The fact is, I think, that I am in revolt against the conditions of industrial capitalism and the advocates of Birth Control are in revolt against the conditions of human life. What their spokesmen can possibly mean by saying that I wage a "class war against mothers" must remain a matter of speculation. If they mean that I do the unpardonable wrong to mothers of thinking they will wish to continue to be mothers, even in a society of greater economic justice and civic equality, then I think they are perfectly right. I doubt whether mothers could escape from motherhood into Socialism. But the advocates of Birth Control seem to want some of them to escape from it into capitalism.

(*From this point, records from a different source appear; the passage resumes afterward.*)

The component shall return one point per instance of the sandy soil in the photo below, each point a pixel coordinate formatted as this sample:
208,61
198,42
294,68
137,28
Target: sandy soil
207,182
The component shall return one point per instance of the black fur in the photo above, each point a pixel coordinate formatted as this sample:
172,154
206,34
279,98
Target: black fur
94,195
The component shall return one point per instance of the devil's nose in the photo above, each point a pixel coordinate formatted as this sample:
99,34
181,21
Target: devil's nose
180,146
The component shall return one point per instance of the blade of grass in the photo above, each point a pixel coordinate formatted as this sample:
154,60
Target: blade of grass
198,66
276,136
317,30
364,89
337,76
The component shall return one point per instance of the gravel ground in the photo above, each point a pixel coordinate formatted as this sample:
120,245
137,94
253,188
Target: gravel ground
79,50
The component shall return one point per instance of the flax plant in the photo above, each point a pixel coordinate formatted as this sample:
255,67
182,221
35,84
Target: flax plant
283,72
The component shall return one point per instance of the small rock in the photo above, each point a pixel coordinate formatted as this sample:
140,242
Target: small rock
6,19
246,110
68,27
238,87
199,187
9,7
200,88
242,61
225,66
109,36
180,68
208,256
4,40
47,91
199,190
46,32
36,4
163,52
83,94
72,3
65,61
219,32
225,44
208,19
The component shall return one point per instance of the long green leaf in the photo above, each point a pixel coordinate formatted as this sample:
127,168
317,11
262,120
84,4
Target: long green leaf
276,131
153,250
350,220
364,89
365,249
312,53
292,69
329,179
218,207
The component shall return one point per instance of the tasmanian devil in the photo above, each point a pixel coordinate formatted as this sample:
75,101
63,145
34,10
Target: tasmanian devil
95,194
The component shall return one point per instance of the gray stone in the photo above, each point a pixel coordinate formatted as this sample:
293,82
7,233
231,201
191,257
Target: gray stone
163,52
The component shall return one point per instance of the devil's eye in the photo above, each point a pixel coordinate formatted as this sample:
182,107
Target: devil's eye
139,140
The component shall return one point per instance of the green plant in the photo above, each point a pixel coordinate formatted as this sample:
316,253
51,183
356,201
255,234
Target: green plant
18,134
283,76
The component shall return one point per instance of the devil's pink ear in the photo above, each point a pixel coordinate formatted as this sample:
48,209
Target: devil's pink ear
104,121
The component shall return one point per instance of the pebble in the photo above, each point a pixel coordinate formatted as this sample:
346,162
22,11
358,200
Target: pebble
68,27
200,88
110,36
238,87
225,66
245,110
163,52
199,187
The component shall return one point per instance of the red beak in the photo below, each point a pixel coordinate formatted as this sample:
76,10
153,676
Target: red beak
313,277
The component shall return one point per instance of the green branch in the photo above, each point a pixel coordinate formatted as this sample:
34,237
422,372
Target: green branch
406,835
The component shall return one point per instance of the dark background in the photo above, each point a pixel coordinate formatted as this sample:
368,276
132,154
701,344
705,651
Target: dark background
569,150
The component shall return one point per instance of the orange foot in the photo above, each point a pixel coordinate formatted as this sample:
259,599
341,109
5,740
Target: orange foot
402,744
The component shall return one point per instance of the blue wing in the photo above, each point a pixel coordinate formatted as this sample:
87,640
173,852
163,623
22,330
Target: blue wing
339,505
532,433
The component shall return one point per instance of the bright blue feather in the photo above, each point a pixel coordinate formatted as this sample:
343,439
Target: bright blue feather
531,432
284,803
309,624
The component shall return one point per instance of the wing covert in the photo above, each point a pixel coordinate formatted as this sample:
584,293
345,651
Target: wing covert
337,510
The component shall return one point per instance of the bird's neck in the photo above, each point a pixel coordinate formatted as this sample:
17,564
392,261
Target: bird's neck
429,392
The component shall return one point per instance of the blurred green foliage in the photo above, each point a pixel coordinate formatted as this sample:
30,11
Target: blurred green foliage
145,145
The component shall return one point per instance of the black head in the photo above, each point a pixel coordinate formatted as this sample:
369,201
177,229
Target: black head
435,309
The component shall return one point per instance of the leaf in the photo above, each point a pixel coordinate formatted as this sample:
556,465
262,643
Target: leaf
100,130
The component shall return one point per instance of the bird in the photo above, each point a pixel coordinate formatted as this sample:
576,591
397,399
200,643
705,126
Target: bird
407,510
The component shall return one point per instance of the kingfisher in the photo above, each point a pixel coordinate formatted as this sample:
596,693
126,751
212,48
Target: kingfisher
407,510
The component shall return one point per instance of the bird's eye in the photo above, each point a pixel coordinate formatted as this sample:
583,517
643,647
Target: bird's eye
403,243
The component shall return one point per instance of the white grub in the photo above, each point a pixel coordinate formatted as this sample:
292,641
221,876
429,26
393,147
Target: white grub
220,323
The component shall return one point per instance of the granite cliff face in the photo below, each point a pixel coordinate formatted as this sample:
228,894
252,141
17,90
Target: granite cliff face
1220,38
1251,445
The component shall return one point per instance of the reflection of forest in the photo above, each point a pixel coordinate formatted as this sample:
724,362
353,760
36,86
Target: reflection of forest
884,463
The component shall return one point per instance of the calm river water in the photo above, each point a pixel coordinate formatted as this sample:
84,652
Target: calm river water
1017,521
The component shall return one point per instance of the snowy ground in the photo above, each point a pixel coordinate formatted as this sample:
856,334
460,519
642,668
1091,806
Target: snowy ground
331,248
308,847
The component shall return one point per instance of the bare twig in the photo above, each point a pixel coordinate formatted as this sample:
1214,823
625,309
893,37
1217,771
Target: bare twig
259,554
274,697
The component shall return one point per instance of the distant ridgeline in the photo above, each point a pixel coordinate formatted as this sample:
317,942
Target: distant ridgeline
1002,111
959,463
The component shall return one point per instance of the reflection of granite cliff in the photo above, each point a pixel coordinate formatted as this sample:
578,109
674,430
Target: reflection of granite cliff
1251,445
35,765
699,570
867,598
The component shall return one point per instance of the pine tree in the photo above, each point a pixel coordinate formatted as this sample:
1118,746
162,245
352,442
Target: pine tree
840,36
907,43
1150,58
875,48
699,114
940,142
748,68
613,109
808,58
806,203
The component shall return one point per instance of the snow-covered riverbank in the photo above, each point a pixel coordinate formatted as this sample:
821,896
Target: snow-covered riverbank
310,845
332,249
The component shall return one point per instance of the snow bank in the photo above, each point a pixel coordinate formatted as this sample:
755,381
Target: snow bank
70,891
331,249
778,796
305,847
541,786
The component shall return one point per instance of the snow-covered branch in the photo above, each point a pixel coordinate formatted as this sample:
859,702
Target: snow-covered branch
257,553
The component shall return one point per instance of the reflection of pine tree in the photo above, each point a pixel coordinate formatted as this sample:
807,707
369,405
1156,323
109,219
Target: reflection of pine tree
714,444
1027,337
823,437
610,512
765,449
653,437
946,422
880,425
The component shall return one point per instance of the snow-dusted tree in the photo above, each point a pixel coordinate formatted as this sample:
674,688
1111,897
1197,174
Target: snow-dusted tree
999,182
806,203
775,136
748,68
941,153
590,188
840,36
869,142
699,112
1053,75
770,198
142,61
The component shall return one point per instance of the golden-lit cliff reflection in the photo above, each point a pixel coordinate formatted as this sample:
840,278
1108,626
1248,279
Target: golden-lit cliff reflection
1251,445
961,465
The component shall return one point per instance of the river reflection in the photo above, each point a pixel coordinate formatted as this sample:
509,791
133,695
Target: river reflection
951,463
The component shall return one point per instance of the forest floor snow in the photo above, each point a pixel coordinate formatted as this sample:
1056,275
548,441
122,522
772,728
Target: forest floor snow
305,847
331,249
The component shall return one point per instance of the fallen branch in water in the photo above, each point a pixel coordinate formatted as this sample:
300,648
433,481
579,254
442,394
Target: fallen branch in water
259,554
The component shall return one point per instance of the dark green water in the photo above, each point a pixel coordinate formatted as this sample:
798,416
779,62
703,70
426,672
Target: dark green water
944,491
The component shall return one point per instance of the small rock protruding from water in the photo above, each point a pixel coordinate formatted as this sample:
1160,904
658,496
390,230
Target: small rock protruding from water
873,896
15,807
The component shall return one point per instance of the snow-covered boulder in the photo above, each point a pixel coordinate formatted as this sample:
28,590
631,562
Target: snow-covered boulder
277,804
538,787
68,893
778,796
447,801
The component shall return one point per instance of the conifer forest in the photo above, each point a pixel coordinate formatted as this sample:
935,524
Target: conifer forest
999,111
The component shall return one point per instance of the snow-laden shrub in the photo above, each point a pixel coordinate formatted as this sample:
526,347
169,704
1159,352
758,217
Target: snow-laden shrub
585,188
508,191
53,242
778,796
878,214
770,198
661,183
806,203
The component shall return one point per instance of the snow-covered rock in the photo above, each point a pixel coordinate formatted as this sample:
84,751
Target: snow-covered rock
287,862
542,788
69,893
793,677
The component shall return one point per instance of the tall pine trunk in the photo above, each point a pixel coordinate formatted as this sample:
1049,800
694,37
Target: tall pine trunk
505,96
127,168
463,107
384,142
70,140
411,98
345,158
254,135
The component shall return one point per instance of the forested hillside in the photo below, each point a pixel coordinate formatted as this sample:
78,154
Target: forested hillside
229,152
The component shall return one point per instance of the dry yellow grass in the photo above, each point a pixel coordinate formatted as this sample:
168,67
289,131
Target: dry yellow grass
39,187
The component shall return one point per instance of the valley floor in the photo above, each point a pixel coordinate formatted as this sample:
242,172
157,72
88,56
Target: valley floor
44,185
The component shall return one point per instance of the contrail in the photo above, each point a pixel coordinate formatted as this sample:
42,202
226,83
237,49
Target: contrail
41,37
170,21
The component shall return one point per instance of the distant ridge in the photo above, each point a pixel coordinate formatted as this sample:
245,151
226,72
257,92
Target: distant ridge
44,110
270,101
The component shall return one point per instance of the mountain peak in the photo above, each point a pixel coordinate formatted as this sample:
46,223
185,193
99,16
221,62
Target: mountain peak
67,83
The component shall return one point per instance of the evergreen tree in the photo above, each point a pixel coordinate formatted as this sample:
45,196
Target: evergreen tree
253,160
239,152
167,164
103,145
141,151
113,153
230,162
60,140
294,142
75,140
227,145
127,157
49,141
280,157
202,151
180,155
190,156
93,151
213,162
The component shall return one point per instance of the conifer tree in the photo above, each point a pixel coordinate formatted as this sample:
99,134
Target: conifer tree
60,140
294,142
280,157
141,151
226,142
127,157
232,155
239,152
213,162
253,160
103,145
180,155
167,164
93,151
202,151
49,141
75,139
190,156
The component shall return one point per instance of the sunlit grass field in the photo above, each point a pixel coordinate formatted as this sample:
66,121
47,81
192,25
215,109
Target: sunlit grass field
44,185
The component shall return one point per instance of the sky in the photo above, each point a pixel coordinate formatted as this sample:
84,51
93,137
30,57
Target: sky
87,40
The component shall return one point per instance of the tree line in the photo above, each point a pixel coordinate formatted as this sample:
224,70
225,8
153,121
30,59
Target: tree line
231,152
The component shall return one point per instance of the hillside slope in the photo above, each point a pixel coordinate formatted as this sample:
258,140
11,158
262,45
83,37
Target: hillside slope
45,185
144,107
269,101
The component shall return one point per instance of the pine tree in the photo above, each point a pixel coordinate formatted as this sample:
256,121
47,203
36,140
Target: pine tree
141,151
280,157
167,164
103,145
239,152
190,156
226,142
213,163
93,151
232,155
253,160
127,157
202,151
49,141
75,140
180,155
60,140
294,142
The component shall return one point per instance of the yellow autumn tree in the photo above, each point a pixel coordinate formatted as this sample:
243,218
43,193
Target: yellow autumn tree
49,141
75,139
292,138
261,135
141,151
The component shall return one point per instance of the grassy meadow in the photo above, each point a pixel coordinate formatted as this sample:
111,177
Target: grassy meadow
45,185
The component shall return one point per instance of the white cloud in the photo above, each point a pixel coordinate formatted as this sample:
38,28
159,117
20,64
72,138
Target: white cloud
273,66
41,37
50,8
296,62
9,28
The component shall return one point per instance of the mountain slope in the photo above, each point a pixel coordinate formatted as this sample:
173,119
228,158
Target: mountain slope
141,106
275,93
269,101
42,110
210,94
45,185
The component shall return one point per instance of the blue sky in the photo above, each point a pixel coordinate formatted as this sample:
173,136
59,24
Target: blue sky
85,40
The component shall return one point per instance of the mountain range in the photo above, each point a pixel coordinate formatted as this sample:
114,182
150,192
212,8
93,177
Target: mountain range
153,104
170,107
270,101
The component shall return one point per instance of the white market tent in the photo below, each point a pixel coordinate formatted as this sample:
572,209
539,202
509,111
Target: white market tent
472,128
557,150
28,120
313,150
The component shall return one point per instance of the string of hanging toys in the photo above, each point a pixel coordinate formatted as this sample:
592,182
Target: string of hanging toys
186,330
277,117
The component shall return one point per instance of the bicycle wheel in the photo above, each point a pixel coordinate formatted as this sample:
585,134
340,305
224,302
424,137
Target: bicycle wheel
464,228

They seem to express a sympathy with those who prefer "the right to earn outside the home" or (in other words) the right to be a wage-slave and work under the orders of a total stranger because he happens to be a richer man. By what conceivable contortions of twisted thought this ever came to be considered a freer condition than that of companionship with the man she has herself freely accepted, I never could for the life of me make out. The only sense I can make of it is that the proletarian work, though obviously more senile and subordinate than the parental, is so far safer and more irresponsible because it is not parental. I can easily believe that there are some people who do prefer working in a factory to working in a family; for there are always some people who prefer slavery to freedom, and who especially prefer being governed to governing someone else. But I think their quarrel with motherhood is not like mine, a quarrel with inhuman conditions, but simply a quarrel with life. Given an attempt to escape from the nature of things, and I can well believe that it might lead at last to something like "the nursery school for our children staffed by other mothers and single women of expert training."

I will add nothing to that ghastly picture, beyond speculating pleasantly about the world in which women cannot manage their own children but can manage each other's. But I think it indicates an abyss between natural and unnatural arrangements which would have to be bridged before we approached what is supposed to be the subject of discussion.